A package registry is a central, networked service that stores published software packages and hands them out to build tools and package managers by name and version. When a developer declares that a project depends on a library, the package manager contacts the registry, asks for that exact package, and downloads it. The registry is the backbone that makes one-line dependency declarations possible.
The npm documentation defines the public npm registry plainly: it is “a database of JavaScript packages, each comprised of software and metadata” (https://docs.npmjs.com/about-the-public-npm-registry). That phrasing captures the two halves a registry must store: the package itself (the code) and the metadata that describes it (its name, version, declared dependencies, and how to fetch it).
Every major language ecosystem has one. The Java world resolves dependencies from Maven Central, which the Apache Maven documentation describes as a place where users get “dependencies for their own builds” and projects publish “releases to be added to the central repository” (https://maven.apache.org/repository/index.html). Python has PyPI, Rust has crates.io, .NET has the NuGet Gallery, and Ruby has RubyGems.

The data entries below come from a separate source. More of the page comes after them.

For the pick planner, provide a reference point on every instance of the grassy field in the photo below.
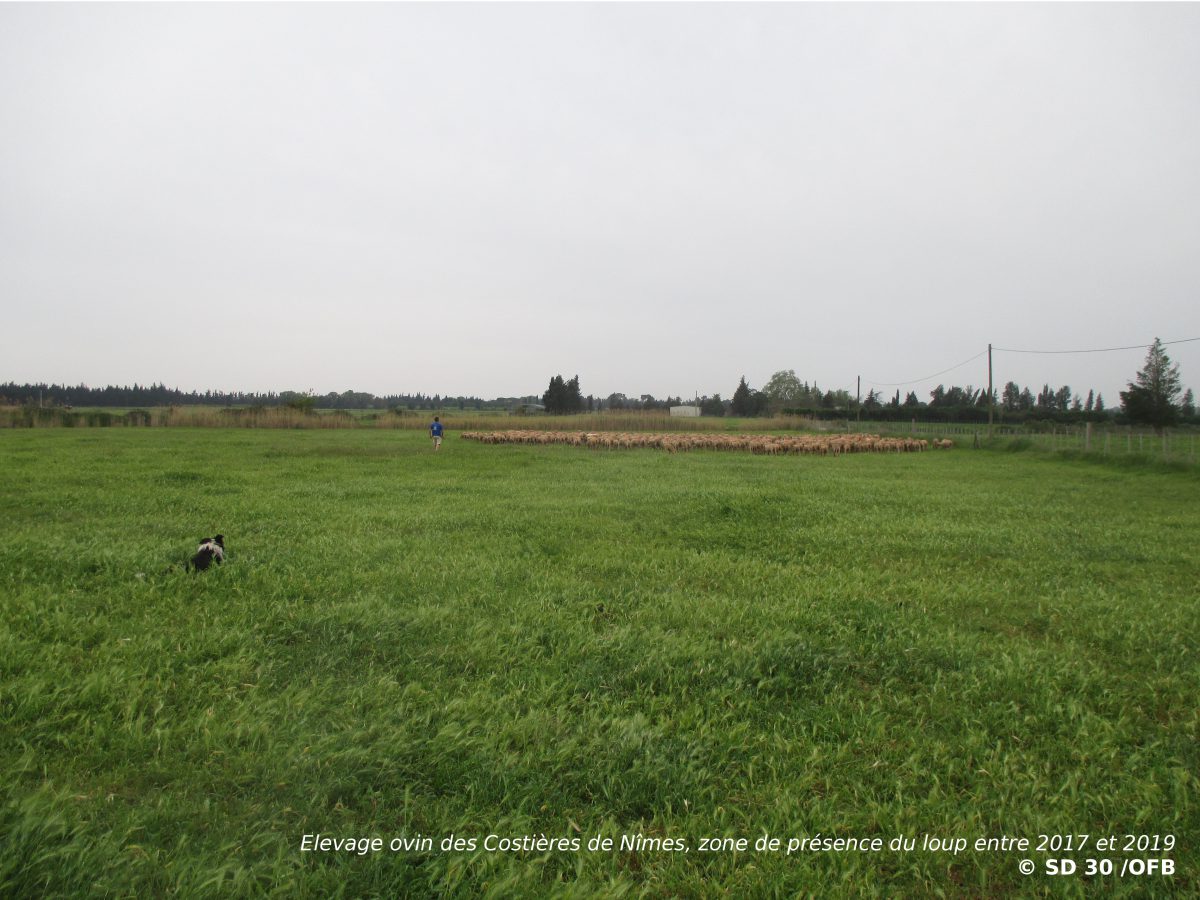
(575, 645)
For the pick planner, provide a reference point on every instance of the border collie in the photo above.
(211, 550)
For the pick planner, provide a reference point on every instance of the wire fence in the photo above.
(1175, 445)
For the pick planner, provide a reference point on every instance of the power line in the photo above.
(1101, 349)
(918, 381)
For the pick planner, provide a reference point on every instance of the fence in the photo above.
(1170, 445)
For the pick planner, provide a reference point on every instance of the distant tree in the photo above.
(743, 402)
(784, 389)
(1153, 395)
(1062, 399)
(563, 397)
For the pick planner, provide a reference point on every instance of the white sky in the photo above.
(465, 198)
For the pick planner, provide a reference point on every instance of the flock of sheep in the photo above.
(768, 444)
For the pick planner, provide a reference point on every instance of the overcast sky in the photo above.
(468, 199)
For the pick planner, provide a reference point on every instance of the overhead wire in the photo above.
(1102, 349)
(918, 381)
(1009, 349)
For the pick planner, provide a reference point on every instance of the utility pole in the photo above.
(991, 397)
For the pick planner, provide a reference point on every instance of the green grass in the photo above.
(557, 641)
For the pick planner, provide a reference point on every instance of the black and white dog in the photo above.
(211, 550)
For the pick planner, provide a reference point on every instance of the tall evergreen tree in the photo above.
(1153, 395)
(743, 400)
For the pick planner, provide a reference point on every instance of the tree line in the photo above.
(159, 395)
(1153, 397)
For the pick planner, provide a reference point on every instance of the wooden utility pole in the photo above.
(991, 401)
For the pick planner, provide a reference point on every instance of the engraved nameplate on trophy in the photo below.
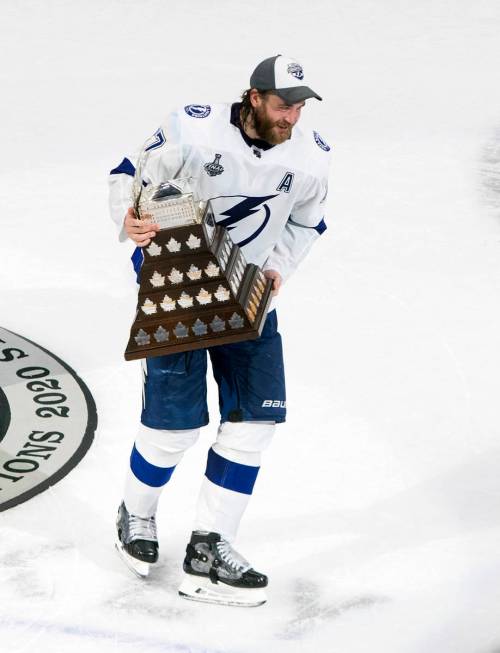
(196, 289)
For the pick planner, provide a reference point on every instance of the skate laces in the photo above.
(232, 557)
(142, 528)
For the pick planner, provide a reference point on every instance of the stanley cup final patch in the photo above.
(47, 419)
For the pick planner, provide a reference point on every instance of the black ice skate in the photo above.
(216, 573)
(136, 541)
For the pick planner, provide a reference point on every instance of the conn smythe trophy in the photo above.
(196, 289)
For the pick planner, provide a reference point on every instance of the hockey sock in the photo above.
(153, 459)
(233, 464)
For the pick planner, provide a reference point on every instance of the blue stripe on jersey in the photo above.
(229, 475)
(126, 167)
(147, 473)
(321, 227)
(137, 259)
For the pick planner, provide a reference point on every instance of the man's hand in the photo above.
(276, 277)
(140, 232)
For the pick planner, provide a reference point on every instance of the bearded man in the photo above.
(267, 182)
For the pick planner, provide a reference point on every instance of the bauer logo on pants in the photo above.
(47, 419)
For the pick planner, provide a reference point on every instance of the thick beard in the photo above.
(266, 128)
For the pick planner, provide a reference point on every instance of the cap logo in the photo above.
(296, 70)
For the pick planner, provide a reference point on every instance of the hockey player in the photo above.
(267, 181)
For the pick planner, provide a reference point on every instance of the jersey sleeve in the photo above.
(164, 161)
(305, 224)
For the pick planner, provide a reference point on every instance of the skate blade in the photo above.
(197, 588)
(138, 567)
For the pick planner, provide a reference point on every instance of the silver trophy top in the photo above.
(169, 204)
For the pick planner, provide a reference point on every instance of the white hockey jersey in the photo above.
(270, 198)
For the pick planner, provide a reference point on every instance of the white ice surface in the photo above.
(377, 509)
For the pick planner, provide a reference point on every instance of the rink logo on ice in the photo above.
(198, 110)
(47, 419)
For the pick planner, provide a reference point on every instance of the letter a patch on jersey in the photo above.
(286, 183)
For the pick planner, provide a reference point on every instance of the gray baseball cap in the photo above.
(283, 75)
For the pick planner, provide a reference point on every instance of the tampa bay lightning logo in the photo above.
(243, 216)
(321, 142)
(198, 110)
(156, 140)
(296, 70)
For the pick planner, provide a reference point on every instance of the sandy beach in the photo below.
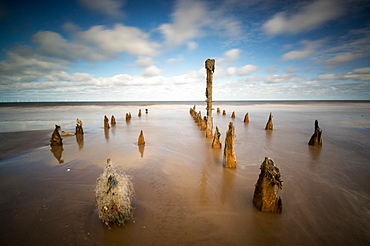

The contract is the same in each: publish named, versioned packages, and serve them reliably.
Because so much software is pulled from a handful of registries, they are also a high-value attack surface. A single malicious or compromised package on a popular registry can flow automatically into thousands of downstream builds. That dual nature, indispensable infrastructure and concentrated risk, is why registries sit at the center of modern dependency management and of software supply chain security.